Karachi, May 25, 2023 (PPI-OT): Pakistan Autos - The Challenging Case of Pakistan’s Auto Sector
The impact of restrictions has hit the auto assemblers hard where auto assemblers are facing shortage of CKD kits leading to frequent plant shutdown. Where demand side issues also persist, where auto assemblers have hiked prices by a cumulative 30% in 1QCY23, blaming the PkR devaluation and increased taxation for the hikes. To note, the PkR devalued by 23%QoQ in 1QCY23, while taxes on 1,400cc cars and above were raised to 25%.
HCAR’s production remained well below capacity, with the company producing ~26,176 units in MY23 vs actual capacity of 50,000 units. HCAR’s volumetric growth in MY24 is expected to come in at 7%YoY, and thereafter to grow at a CAGR of 11% between MY24 and MY27.

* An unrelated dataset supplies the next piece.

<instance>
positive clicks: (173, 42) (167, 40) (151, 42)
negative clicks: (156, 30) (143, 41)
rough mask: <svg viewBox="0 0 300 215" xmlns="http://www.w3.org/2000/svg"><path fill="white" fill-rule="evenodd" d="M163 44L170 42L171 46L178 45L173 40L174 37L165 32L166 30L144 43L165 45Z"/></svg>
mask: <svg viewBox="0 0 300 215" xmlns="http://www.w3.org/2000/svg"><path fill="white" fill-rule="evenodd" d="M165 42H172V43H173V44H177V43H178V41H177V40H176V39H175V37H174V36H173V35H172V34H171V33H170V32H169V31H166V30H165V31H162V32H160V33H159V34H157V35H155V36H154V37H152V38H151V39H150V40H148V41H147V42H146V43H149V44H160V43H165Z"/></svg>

The company’s equity has been reduced to PkR83.3/sh as of Mar’23. Trade Payables have ballooned during recent times, as the company is unable to pay its Holding Company against the import of CKD kits. As of Mar’23 end, of the PkR89bn in payables, PkR48.3bn was owed to the Holding Company.
Production in 10MFY23 has fallen by 50%, while the delivery times have increased substantially, as the company struggles to import CKD kits. Hence, as of late, the company resembles more of an investments firm rather than an auto assembler.